Autor: Davi Augusto Batista de Sá Araújo.

O medo é um componente de grande relevância para a compreensão da dinâmica social na contemporaneidade. Fato que se justifica pela presença constante desse sentimento nos diversos âmbitos da sociedade, caracterizando-o como “combustível” dos seres humanos, isto é, afirmo que somos movidos pelo medo, pois é a partir dele que temos coragem para superá-lo e com isso superar nossos limites. Assim, entendendo o medo como um mal necessário, se faz relevante pensar que ele não é um “bicho-de-sete-cabeças” como muitos o chamam, mas sim um sentir que transcende os sentidos, e que vai além das definições terrenas.
A sociedade atual apresenta-se como visivelmente influenciada pelo medo. Fatores como a maior incidência de doenças como a síndrome do pânico ou a depressão, e ainda a disseminação das práticas de retraimento por parte dos indivíduos, são frequentes no contexto social do mundo inteiro, tornando o medo um ponto de partida importante para a análise social na atualidade. Diante disso, faço pensar que o medo é maligno, mas também pode ser benigno, à medida que é apenas através dele que adquirimos coragem para enfrentar cotidianamente todas as atrocidades as quais estamos sujeitos em nossa caminhada.
A ausência de coragem está conosco em quase tudo que fazemos.

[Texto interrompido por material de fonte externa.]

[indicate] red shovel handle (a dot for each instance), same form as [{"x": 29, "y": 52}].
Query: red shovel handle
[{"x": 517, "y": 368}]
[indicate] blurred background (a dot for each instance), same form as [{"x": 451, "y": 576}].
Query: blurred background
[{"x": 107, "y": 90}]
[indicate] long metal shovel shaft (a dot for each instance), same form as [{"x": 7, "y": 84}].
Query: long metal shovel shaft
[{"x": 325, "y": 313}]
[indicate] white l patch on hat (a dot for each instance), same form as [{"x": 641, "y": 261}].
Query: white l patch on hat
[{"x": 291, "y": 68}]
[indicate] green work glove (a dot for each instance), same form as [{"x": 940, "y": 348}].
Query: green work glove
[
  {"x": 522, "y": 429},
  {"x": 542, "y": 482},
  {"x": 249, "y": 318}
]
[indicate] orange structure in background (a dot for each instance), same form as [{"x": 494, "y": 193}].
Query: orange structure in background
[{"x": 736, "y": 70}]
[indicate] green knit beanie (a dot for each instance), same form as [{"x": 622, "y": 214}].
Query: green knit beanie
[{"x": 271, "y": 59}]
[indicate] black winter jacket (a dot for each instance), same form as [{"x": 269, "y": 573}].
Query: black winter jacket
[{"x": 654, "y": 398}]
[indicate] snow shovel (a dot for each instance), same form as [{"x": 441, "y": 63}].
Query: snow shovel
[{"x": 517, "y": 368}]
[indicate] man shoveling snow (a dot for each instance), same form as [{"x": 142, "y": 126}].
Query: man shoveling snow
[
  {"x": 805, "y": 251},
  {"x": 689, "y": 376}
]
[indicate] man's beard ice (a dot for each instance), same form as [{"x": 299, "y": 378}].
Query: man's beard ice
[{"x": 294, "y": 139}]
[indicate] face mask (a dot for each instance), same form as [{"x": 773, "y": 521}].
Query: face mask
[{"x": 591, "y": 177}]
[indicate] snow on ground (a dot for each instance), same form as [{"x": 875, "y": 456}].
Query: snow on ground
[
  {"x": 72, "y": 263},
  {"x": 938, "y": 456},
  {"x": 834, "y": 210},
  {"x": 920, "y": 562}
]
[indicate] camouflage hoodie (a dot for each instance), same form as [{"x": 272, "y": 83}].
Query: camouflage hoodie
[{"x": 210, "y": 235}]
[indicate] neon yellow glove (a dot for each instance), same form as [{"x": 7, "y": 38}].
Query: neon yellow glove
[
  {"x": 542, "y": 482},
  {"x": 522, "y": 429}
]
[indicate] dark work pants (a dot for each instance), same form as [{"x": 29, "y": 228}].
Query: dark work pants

Seja das contas do mês não fecharem por falta de capital, seja pela apreensão ao realizar um grande depósito ou retirada num banco local, bem como a perda de um ente querido e o posterior trauma consequente: temos o medo como principal motivador de nossas ações, uma vez que ele se comporta como a espinafre do herói Popeye, e nós, seres sociais, nos comportamos como Popeye, ou seja, quanto mais medo, mais Popeye nós somos, nos tornando “fortes” e mais inteligentes graças ao medo.
Compreendendo a situação do medo na atualidade como caótica, faz-se possível atestar que o mesmo não se importa com os seres humanos e os torna reféns de si mesmo, já que monopoliza as
relações, provoca términos e contribui de forma ativa para a não efetivação dos princípios éticos e morais na sociedade, pois faz com que os indivíduos ajam por sua razão e não pela razão própria deles, tornando-os alienados para consigo mesmos e com o mundo.
Sabendo disso, tomo como exemplo o personagem Raskolnikóv do romance russo Crime e Castigo do russo Dostoiévski. Ele é um cidadão de meia idade que largou os estudos na esperança de mudar de vida, mas falhou. Tendo falhado, Ródia (como o personagem é chamado) decide praticar um assassinato contra sua senhoria, no intuito de conseguir dinheiro para custear o que pudesse, acreditando numa teoria que ele mesmo criou de que “na história, aqueles que mataram por motivos nobres foram absolvidos ao longo do tempo e se tornaram feitos históricos e brilhantes motivados por fundamentos bons”. Entendendo isso, Ródia passa a história tentando fugir do movimento que ele mesmo criou, e se safar do assassinato que ele mesmo fez, nada muito diferentes de nós.
Por fim, saliento que o medo é uma relevante engrenagem para a análise da dinâmica social contemporânea, no sentido de que é ele quem norteia o agir dos indivíduos, pois a maioria dos indivíduos pensa quais as consequências de seus atos, calculando e “tendo medo” do que de ruim possa acontecer se o que ele planeja não for feito, tornando se assim um refém do medo. Adiante, o medo sempre esteve conosco e creio que nunca nos deixará, portanto questiono aqueles que se portam como reféns do medo: mesmo sabendo de tudo o que houve, há e pode haver, você deixará o medo tomar conta de você? Quando respondemos à essa pergunta, nos vemos com o medo, e demoramos a perceber que ele somos nós, sendo ele um fruto de nosso subconsciente e que é “tido” por nós sem que percebamos que tanto somos o medo quanto podemos deixar de sê-lo.